Spot on (I used a black one to keep it incognito, mind) and check its position regularly. But best sort out the cause of the chain suck: I commend careful reading of the link I offered.


----------



## Once a Wheeler (11 Dec 2020)

rockyroller said:


> I don't understand "shorten it to the minimum length which the arrangement allows". when I was investigating last night, live w/ fellow CCers, I noticed when in big, big, the rear derailleur was in what looked like a vertical position, and easily moved forward if I tugged on the chain. I doubt you are suggesting shorten the chain until the rear derailleur can no longer accommodate any more tugging


Missing from my post is a consideration of the derailleur in question. Your observation is absolutely right for most people's equipment and setup because nowadays the wrap-round rarely gets anywhere near its limits. In this case 'one or two links less' would be the advice as others have noted here. Some gears, though, are very mean with their wrap-round capacity and, for these, taking it to the limit in the big-big combination is the best one can do. Hours of fascinating comment on this and similar subjects on the following site, which you may well be familiar with: http://www.disraeligears.co.uk/Site/Home.html


----------



## T4tomo (11 Dec 2020)

rockyroller said:


> I don't understand "shorten it to the minimum length which the arrangement allows". when I was investigating last night, live w/ fellow CCers, I noticed when in big, big, the rear derailleur was in what looked like a vertical position, and easily moved forward if I tugged on the chain. I doubt you are suggesting shorten the chain until the rear derailleur can no longer accommodate any more tugging


I wouldn't go as far as no longer accommodating any movement, but pretty close to that. 
Reason being is that an overly slack rear D / slack chain tension can cause imprecise rear shifting, so a shorter chain will give you slicker shifting. (*)
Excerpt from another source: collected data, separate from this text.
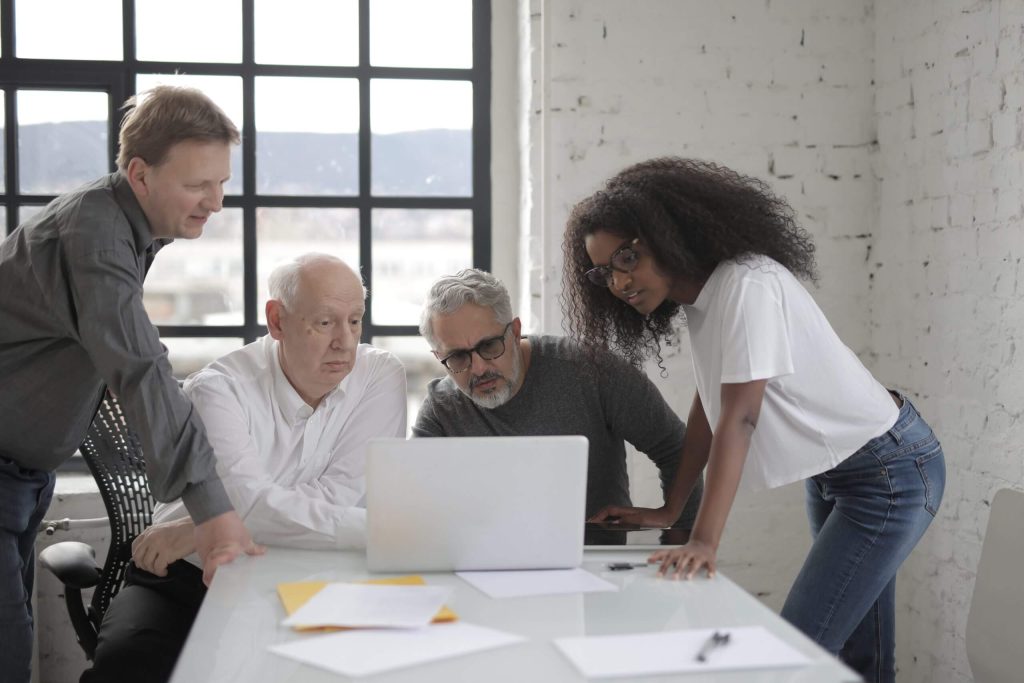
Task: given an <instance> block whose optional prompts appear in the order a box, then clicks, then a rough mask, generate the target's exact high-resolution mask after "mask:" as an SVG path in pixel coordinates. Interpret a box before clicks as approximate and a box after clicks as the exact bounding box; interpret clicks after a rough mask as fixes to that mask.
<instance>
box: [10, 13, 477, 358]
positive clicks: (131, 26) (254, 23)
mask: <svg viewBox="0 0 1024 683" xmlns="http://www.w3.org/2000/svg"><path fill="white" fill-rule="evenodd" d="M240 1H241V3H242V61H241V62H239V63H220V62H193V61H189V62H170V61H140V60H138V59H137V58H136V57H135V39H136V35H135V2H134V0H122V38H123V51H124V58H123V59H121V60H120V61H108V60H71V59H36V58H18V57H16V56H15V48H16V35H15V20H14V12H15V0H0V40H2V51H0V88H2V90H3V92H4V108H3V110H4V111H3V124H4V131H3V135H4V155H3V156H4V158H3V163H4V168H5V171H6V172H5V174H4V183H3V186H2V187H0V190H2V191H3V195H2V198H0V206H3V207H4V208H5V209H6V230H5V231H4V234H9V233H10V232H12V231H13V230H14V229H15V228H16V227H17V224H18V218H19V215H18V214H19V208H20V207H23V206H26V205H45V204H47V203H48V202H50V201H51V200H52V199H54V197H55V195H26V194H20V193H19V191H18V159H17V154H18V150H17V126H16V108H17V103H16V91H17V90H31V89H45V90H92V91H103V92H106V93H108V94H109V96H110V115H109V131H108V138H109V150H108V155H109V160H108V161H109V168H110V170H111V171H114V170H116V168H117V167H116V163H115V158H116V155H117V142H118V129H119V124H120V121H121V112H120V106H121V104H122V103H123V102H124V101H125V100H126V99H127V98H128V97H129V96H130V95H132V94H134V91H135V76H136V75H137V74H153V73H160V74H173V73H176V72H181V73H186V74H188V75H195V76H233V77H241V78H242V97H243V121H242V135H243V139H242V159H243V164H242V166H243V168H242V194H241V195H229V196H226V197H225V198H224V207H225V208H237V209H241V210H242V223H243V246H242V248H243V266H244V267H243V273H244V275H243V278H244V282H243V297H244V298H243V301H244V304H243V308H244V311H243V313H244V316H243V324H242V325H233V326H198V325H159V326H158V329H159V331H160V334H161V336H162V337H166V338H176V337H193V338H196V337H198V338H233V339H239V338H242V339H243V340H244V342H245V343H249V342H252V341H254V340H256V339H257V338H258V337H260V336H262V335H264V334H266V327H265V326H264V325H263V324H261V323H259V312H260V309H261V306H260V304H261V302H259V301H257V287H258V282H257V244H256V242H257V238H256V234H257V232H256V212H257V209H258V208H312V209H321V208H332V209H333V208H343V209H356V210H357V211H358V217H359V218H358V220H359V265H360V269H361V272H362V275H364V279H365V282H366V285H367V288H368V290H369V292H370V295H369V299H368V302H367V304H368V306H367V315H366V318H365V321H364V327H362V341H365V342H369V341H371V340H372V339H373V338H374V337H411V336H416V335H418V334H419V331H418V329H417V327H416V326H415V325H397V326H396V325H378V324H376V323H375V322H374V319H373V293H374V269H373V248H374V245H373V225H372V216H373V212H374V210H375V209H469V210H471V211H472V265H473V267H477V268H481V269H483V270H488V271H489V270H490V266H492V254H490V252H492V237H490V232H492V186H490V91H492V76H490V60H492V47H490V32H492V27H490V22H492V8H490V0H471V2H472V11H473V19H472V33H473V48H472V49H473V62H472V67H471V68H470V69H446V68H445V69H441V68H426V69H420V68H404V67H374V66H371V63H370V47H371V46H370V40H371V39H370V4H371V0H358V15H359V16H358V22H359V27H358V29H359V31H358V34H359V58H358V65H356V66H354V67H324V66H292V65H261V63H256V61H255V58H254V54H255V0H240ZM424 1H428V0H424ZM260 76H289V77H331V78H350V79H357V81H358V88H359V131H358V164H359V165H358V179H359V186H358V194H357V195H356V196H349V197H333V196H323V195H317V196H298V195H288V196H281V195H260V194H258V193H257V191H256V171H257V169H256V163H257V162H256V126H255V81H256V78H257V77H260ZM374 79H412V80H440V81H444V80H453V81H469V82H470V83H471V84H472V88H473V106H472V109H473V128H472V194H471V195H470V196H469V197H409V196H402V197H375V196H374V195H373V193H372V190H371V185H372V178H373V176H372V168H371V163H372V154H371V145H372V131H371V126H370V114H371V106H372V102H371V87H370V85H371V82H372V80H374ZM232 170H233V171H234V172H236V173H237V172H238V169H232Z"/></svg>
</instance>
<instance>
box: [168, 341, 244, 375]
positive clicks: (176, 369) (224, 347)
mask: <svg viewBox="0 0 1024 683" xmlns="http://www.w3.org/2000/svg"><path fill="white" fill-rule="evenodd" d="M160 341H162V342H164V346H166V347H167V359H168V360H170V361H171V369H172V370H173V371H174V377H176V378H177V379H179V380H183V379H184V378H186V377H188V376H189V375H191V374H193V373H195V372H196V371H199V370H202V369H203V368H205V367H206V366H208V365H209V364H210V362H212V361H213V360H216V359H217V358H219V357H220V356H222V355H224V354H225V353H230V352H231V351H233V350H234V349H237V348H242V346H243V344H244V341H243V340H242V339H241V338H236V337H161V338H160Z"/></svg>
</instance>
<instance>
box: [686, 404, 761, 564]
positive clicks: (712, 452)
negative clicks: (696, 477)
mask: <svg viewBox="0 0 1024 683" xmlns="http://www.w3.org/2000/svg"><path fill="white" fill-rule="evenodd" d="M752 432H753V427H750V428H748V427H745V426H744V425H741V424H735V425H730V426H728V427H725V428H724V429H720V430H719V432H718V433H716V434H715V439H714V441H713V442H712V446H711V457H710V458H709V461H708V472H707V477H706V479H705V492H703V500H702V501H701V503H700V510H699V512H697V518H696V521H695V522H694V524H693V531H692V533H691V535H690V538H691V539H693V540H694V541H699V542H702V543H706V544H708V545H710V546H712V547H713V548H718V545H719V542H720V541H721V539H722V531H723V529H724V528H725V522H726V519H727V518H728V516H729V510H730V509H731V508H732V503H733V501H734V500H735V498H736V489H737V488H738V487H739V479H740V477H741V476H742V473H743V463H745V462H746V452H748V450H749V449H750V444H751V433H752Z"/></svg>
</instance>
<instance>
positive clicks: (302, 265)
mask: <svg viewBox="0 0 1024 683" xmlns="http://www.w3.org/2000/svg"><path fill="white" fill-rule="evenodd" d="M319 263H338V264H340V265H343V266H345V267H346V268H348V269H349V270H351V271H352V273H353V274H354V275H355V276H356V278H358V279H359V284H360V285H361V284H362V278H361V275H359V273H358V272H356V271H355V269H354V268H352V267H351V266H350V265H348V264H347V263H345V262H344V261H342V260H341V259H340V258H338V257H337V256H332V255H331V254H322V253H318V252H310V253H308V254H302V255H301V256H296V257H295V258H293V259H292V260H290V261H285V262H284V263H282V264H281V265H279V266H278V267H275V268H274V269H273V270H272V271H271V272H270V276H269V278H268V279H267V288H268V289H269V290H270V298H271V299H276V300H278V301H280V302H281V303H282V304H284V306H285V308H291V307H292V305H293V304H294V303H295V295H296V293H297V292H298V290H299V280H300V278H301V275H302V271H303V270H304V269H305V268H306V267H308V266H310V265H316V264H319ZM362 298H364V299H366V298H367V288H366V286H365V285H362Z"/></svg>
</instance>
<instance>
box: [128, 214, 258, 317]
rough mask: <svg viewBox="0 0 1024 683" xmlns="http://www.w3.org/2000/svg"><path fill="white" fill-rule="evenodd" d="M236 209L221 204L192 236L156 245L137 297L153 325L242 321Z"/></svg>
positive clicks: (240, 278) (241, 223) (239, 269)
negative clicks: (205, 221) (201, 234)
mask: <svg viewBox="0 0 1024 683" xmlns="http://www.w3.org/2000/svg"><path fill="white" fill-rule="evenodd" d="M242 268H243V264H242V210H241V209H224V210H223V211H221V212H220V213H219V214H215V215H214V216H212V217H211V218H210V220H209V222H208V223H207V224H206V228H205V229H204V230H203V237H201V238H199V239H198V240H175V241H174V243H173V244H170V245H168V246H167V247H165V248H164V249H161V250H160V253H158V254H157V258H156V259H155V260H154V262H153V265H152V266H151V267H150V272H148V274H147V275H146V278H145V286H144V287H143V296H142V302H143V303H144V304H145V310H146V312H147V313H148V314H150V319H151V321H153V323H154V324H156V325H242V323H243V315H244V308H243V305H242V292H243V275H242Z"/></svg>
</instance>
hence in situations where its "should I take out a link or not?" I'd err on taking a link out.

(*) as this is cyclechat someone will no doubt tell me this is wrong , but the cycle mechanic who advised me of this knows his onions.


----------



## T4tomo (11 Dec 2020)

apparently I posted that in the future?? WTF?


----------



## rockyroller (11 Dec 2020)

T4tomo said:


> I wouldn't go as far as no longer accommodating any movement, but pretty close to that.
> Reason being is that an overly slack rear D / slack chain tension can cause imprecise rear shifting, so a shorter chain will give you slicker shifting. (*)
> hence in situations where its "should I take out a link or not?" I'd err on taking a link out.
> (*) as this is cyclechat someone will no doubt tell me this is wrong , but the cycle mechanic who advised me of this knows his onions.


oh OK, thank you. it shifts fine in front & rear


----------



## rockyroller (20 Dec 2020)

last ride out was fine, as usual. no chain suck but it was a dry ride. chain stayed clean. regardless, I had some free time Saturday morning so I took a cpl links out, especially after looking at other bikes online & that we have in the house. also watched several "chain sizing" videos. I could have used a different technique to size it but I opted to just remove 2 links. seems OK & the bike easily shifts into all combinations on the workstand. I did use a tip from 1 video, a short section of coat hanger, w/ bends in the ends to hold the chain in place while I worked on it. also ordered a new chain


----------



## Ajax Bay (20 Dec 2020)

Better ^^^ than the image in the OP, noting "bike easily shifts into all combinations on the workstand".
The first item to replace is the small chainring. If you fit a new chain then, if you're getting chain suck occasionally now, you will swiftly become the world's expert with a worn ring / new chain combo. Refer to the image in my post #14.
The ziptie bodge is a mitigation not a solution.


----------



## rockyroller (21 Dec 2020)

Ajax Bay said:


> first item to replace is the small chainring


I intend to, but I'll have to drop it off at a shop for that


----------



## WesternBikingGirl (22 Dec 2020)

I'm not sure what this chain suck is. If someone want's to help me understand it I'd be grateful.


----------



## rockyroller (22 Dec 2020)

WesternBikingGirl said:


> I'm not sure what this chain suck is. If someone want's to help me understand it I'd be grateful.


when the chain is in the small chainring, and the chain doesn't release as it should, it clings to the small chain ring, getting sucked up in between the chainring & the chainstay. for me, it happens when the chain gets dirty, usually under load, like an out of the saddle climb


----------



## WesternBikingGirl (22 Dec 2020)

Got it, thanks. I assume lube helps?


----------



## rockyroller (22 Dec 2020)

WesternBikingGirl said:


> Got it, thanks. I assume lube helps?


not if it's thick gooey wet lube mixed w/ mud. a clean chain, properly lubed (w/ a "dry" product") helps


----------



## rockyroller (1 Jan 2021)

Ajax Bay said:


> Better ^^^ than the image in the OP, noting "bike easily shifts into all combinations on the workstand".
> The first item to replace is the small chainring. If you fit a new chain then, if you're getting chain suck occasionally now, you will swiftly become the world's expert with a worn ring / new chain combo. Refer to the image in my post #14.
> The ziptie bodge is a mitigation not a solution.


howdy, took the MTB out on a route that would normally produce the chain suck. featuring mud & a particular steep climb out of the saddle; no chain suck. I think the chain was monstrously filthy & my previous attempts to clean it were pathetically ineffective at best. finally did a proper job, off the bike, twice. maybe taking 2 links out helped too? regardless I ran the "trouble route" 3 times late yesterday w/ no chain suck. your thoughts?


----------



## Ajax Bay (1 Jan 2021)

No chain suck = happy days. Still using old chain but well cleaned and oiled, right?


----------



## Gunk (1 Jan 2021)

fossyant said:


> And get rid of the wheel reflectors



Every bike I buy, they’re the first to go in the bin!


----------



## rockyroller (1 Jan 2021)

Ajax Bay said:


> No chain suck = happy days. Still using old chain but well cleaned and oiled, right?


correct


----------